Year-end dividends are another name for final payouts. The phrase "final" should not be confused with the company's last dividend payment, as it no longer applies. A payment of this type is known as a liquidation dividend. 

A liquidation dividend is a sort of payment made by the company when it ceases operations and distributes to the shareholders any money or capital leftover following the sale of its assets and payment of all outstanding debts and other liabilities. While the year-end dividend is paid from operating earnings, the liquidation dividends are paid from the company's capital base.

Accounting for the Final Dividend

Any dividends, including interim dividends, will be shown under income on the profit and loss account. Dividends are typically subtracted from the reserves and surplus on the balance sheet, whether they are interim or final if paid. The whole dividend amount that has been declared and will be paid by management on the date that the board of directors declares the dividend is debited from the shareholder's equity account, which holds our retained earnings.
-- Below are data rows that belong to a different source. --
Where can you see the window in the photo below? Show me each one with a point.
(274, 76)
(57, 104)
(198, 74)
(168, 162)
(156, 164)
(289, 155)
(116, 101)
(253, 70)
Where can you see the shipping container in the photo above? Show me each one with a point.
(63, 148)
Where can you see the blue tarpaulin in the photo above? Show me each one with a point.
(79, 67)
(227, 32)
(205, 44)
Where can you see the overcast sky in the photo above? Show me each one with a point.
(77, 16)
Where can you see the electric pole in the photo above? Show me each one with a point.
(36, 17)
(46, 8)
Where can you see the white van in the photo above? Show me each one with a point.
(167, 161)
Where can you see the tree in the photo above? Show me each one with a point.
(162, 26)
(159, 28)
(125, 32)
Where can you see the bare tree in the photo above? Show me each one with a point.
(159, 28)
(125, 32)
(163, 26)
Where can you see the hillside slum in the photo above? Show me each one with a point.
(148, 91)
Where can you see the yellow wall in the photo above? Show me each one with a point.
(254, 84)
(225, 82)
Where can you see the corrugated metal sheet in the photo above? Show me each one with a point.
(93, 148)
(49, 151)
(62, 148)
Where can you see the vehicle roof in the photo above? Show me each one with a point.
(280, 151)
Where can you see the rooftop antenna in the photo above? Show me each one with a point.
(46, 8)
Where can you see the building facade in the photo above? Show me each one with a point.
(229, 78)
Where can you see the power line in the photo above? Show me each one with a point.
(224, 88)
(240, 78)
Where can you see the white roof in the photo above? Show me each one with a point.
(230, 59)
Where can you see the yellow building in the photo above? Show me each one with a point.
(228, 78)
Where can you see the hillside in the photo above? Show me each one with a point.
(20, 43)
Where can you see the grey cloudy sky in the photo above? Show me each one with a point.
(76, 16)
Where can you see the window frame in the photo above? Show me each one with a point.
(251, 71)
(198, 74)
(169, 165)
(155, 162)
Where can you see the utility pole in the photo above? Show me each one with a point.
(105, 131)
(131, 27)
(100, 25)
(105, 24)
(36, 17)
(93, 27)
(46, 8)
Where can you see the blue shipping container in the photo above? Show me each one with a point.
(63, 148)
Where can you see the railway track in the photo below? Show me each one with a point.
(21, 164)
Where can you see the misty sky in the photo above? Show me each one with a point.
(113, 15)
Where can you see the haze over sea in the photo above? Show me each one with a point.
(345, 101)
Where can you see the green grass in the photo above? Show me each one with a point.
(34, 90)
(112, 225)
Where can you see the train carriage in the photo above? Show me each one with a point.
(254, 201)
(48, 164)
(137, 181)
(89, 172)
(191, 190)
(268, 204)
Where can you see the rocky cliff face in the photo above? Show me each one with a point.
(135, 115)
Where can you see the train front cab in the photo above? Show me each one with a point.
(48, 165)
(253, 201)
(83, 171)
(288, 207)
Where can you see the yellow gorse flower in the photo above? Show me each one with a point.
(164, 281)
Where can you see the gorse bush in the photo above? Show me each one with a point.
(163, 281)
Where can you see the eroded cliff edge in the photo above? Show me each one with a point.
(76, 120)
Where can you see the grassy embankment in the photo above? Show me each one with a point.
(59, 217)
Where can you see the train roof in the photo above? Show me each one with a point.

The identical amount is credited to the portion of the current liabilities account that represents the dividend payable. On this day, the cash portion of the asset account will be credited and the current liability account, which previously held the dividend payable section, will be debited.

Benefits of Final Dividend

Receiving a final dividend has several benefits, such as: 

  • Compared to interim dividends, which are beneficial to firm shareholders, it is more substantial.
  • The shareholder side is quite confident in a company that pays dividends because they view the company as one that creates value.
  • Investors will be ready to invest in such firms since it demonstrates the stability of the business.
  • The temporary extra cash generated by the company is used by the shareholders as a distribution of the profit.

Drawbacks of Final Dividend

For companies that regularly pay dividends, the idea of a final dividend is incorrect since it is probable that these companies already have a dividend policy in place that calls for a constant or gradually rising payout amount over time. 

A business might draw income-seeking investors who count on a continuous dividend source by consistently providing dividends. From an investor relations standpoint, it makes no sense in this situation to continuously alter the dividend amount over time, as is suggested by the final dividend notion.


In this article, we discovered how the final dividend differs from the interim payout. Also we mentioned about the benefits and drawbacks of declaring a final dividend, as well as how it affects the business and the shareholders. In conclusion, paying out final dividends to shareholders is always a smart move by the firm since it encourages them to invest their hard-earned money. In order to assist you keep track of your share, the blinkX share market app also offers real-time market data, news updates, and analysis.

Final Dividend FAQs

The last dividend payment made by a firm during a fiscal year is referred to as a final dividend. It stands for the transfer of a portion of the company's earnings to the shareholders.

Before the final payout is declared throughout the fiscal year, interim dividends are paid. Usually, their compensation is determined by the company's interim financial results

If they were holding shares on the record date as announced during the AGM, every shareholder is eligible to receive the final dividend.

Ordinary shareholders must approve a resolution that is consistent with the company's practice of declaring the final dividend following auditor approval of the financial statements at the annual general meeting.

Dividends are an asset for shareholders since they raise their net worth by the dividend amount.